The professionals that teach the art of boundaries.
Performance anxiety can be painfully real—just add in a camera crew or a sold-out audience and hiding under the sheets feels more natural than ruffling them up. So now, there’s an extra set of hands helping out, and making sex scenes as seamless and safe as they are sexy. Intimacy coordinators (also called intimacy directors in theater) are teaching the art of boundaries—and proving that they’re a thing of beauty indeed.
According to the New York Times, there are at least 45 intimacy coordinators working across the U.S., Canada, and the U.K.—you’ll find them on sets for TV shows like Euphoria and Mrs. Fletcher and stage productions like Jeremy O. Harris’s acclaimed Slave Play. Their job is to make sure all actors are comfortable and to choreograph and direct all kinds of intimate interactions—from simple kisses to simulated sex. Previously, this task fell to directors (who may not have offered much advice beyond “just go for it!”) and hair, costume, and makeup designers, who offered modesty garments and stood with robes at the ready for in-between takes. The extra level of planning that intimacy coordinators offer is a good thing: That way, no one’s stressed about where to put their hands (cue the awkward yet adorably polite porn scene from Love, Actually).

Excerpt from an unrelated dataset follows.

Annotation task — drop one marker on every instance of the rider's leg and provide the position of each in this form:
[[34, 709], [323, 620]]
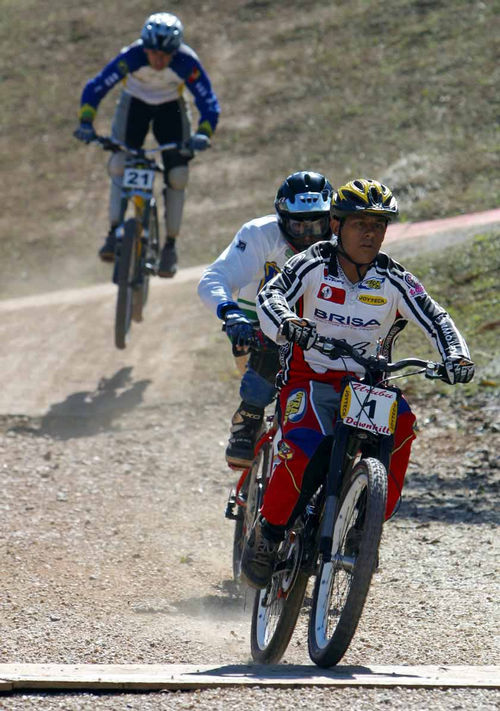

And the result is anything but vanilla. “What I'm doing is giving a shape, a pure form; there is agreement and consent to touch and there's a clear shape to the physical journey,” Sex Education’s intimacy coordinator, Ita O’Brien told The Hollywood Reporter. In this show, sex ed happens both on and off-screen, as actress Aimee Lou Wood adds that O’Brien’s coaching helped her to push aside her hangups and push deeper into her character’s desire.
Intimacy coaches may be a fairly recent phenomenon—fight choreographer Tonia Sina started developing a set of intimacy protocols about 14 years ago, and founded Intimacy Directors International in 2015 alongside Siobhan Richardson and Alicia Rodis—but as their presence grows backstage and behind the scenes, one thing’s certain: Planning makes perfect and those quickies you see are anything but quick.